Calyptraeotheres garthi

Scientific classification
- Kingdom: Animalia
- Phylum: Arthropoda
- Clade: Pancrustacea
- Class: Malacostraca
- Order: Decapoda
- Suborder: Pleocyemata
- Infraorder: Brachyura
- Family: Pinnotheridae
- Genus: Calyptraeotheres
- Species: C. garthi
- Binomial name: Calyptraeotheres garthi (Fenucci, 1975)
- Synonyms: Pinnotheres garthi Fenucci, 1975

= Calyptraeotheres garthi =

- Genus: Calyptraeotheres
- Species: garthi
- Authority: (Fenucci, 1975)
- Synonyms: Pinnotheres garthi Fenucci, 1975

Species of crustacean

Calyptraeotheres garthi is a species of pea crab in the family Pinnotheridae. It is found in the southwestern Atlantic Ocean and is a parasitic castrator of the slipper limpet Crepidula cachimilla.

==Taxonomy==
When Jorge L. Fenucci originally encountered C. garthi, he first mistook it for the related (then placed in Pinnotheres). A few years later, he described the species under Pinnotheres as P. garthi (not "Fabia garthi", as cited in WoRMS).

When Ernesto Campos described his new genus Calyptraeotheres for a species then still placed in Fabia, he noted that both P. politus (i.e. ) and P. garthi were also likely to belong to his new genus. He effected the transfer of these species in 1999.

==Description==
The female Calyptraeotheres garthi exhibits certain adaptations that are probably associated with its parasitic way of life.

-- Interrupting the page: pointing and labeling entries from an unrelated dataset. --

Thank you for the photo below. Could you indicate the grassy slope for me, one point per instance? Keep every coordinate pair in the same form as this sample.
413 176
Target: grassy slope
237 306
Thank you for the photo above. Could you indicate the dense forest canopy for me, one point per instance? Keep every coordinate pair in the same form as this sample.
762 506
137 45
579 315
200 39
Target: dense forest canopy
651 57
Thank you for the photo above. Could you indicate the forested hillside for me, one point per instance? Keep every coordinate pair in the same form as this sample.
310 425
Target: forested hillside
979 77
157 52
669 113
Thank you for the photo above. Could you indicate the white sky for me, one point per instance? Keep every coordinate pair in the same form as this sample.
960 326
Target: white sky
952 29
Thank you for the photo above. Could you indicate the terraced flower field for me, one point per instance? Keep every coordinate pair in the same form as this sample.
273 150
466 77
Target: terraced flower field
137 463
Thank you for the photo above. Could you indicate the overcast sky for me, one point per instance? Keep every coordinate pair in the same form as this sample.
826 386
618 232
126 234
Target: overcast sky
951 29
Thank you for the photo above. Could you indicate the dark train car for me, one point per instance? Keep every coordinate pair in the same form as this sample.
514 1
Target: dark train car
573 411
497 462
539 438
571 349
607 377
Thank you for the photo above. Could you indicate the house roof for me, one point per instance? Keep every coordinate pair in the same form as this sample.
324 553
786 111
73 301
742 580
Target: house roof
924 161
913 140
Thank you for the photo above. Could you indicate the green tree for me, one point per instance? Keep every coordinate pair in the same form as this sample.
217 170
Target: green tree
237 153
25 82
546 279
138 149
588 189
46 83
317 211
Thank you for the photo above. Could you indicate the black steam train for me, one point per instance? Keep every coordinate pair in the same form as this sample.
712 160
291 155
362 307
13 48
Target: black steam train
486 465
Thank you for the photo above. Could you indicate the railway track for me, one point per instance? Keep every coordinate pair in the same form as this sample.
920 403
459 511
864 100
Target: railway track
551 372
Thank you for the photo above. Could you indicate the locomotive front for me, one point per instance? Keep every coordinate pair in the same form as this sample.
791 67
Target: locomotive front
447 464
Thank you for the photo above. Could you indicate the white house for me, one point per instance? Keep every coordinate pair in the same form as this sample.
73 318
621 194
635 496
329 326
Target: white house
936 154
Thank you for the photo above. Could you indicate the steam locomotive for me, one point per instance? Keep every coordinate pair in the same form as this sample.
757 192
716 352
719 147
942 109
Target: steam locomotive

The invasive stage has a compact body shape, a hard carapace and large setae (bristles) on its swimming legs. At its next moult it loses these traits and becomes soft bodied with a rounded carapace and slender legs and claws. After several more moults it regains its hard carapace and more robust legs and claws. The male does not go through any soft-bodied stages.

==Distribution==
Calyptraeotheres garthi is native to the waters off the coast of Argentina, where its host slipper limpet lives at depths of between 10 and 20 m.

==Ecology==
Calyptraeotheres garthi is a parasitic castrator: it inhabits the brood chamber of the slipper limpet Crepidula cachimilla. Its host is a filter feeder, filtering phytoplankton from the water with the help of a string of mucus round the edges of its gills, and it is this green, plankton-laden mucus that the pea crab eats. The presence of the pea crab reduces the amount of food available to the slipper limpet. While the crab is present, the slipper limpet does not breed, and is effectively castrated. On removal of the pea crab, breeding in the slipper limpet resumes. It is unclear whether the cessation of breeding in the presence of the crab is due to a reduction in nutrients available to the slipper limpet, or to some other mechanism such as "steric interference" where castration occurs because the parasite physically prevents host reproduction in some way.

The life cycle of this crab has been studied, and involves five zoeal larval stages and one postlarval stage, all of which are free-living. The infective stage is probably the first instar juvenile.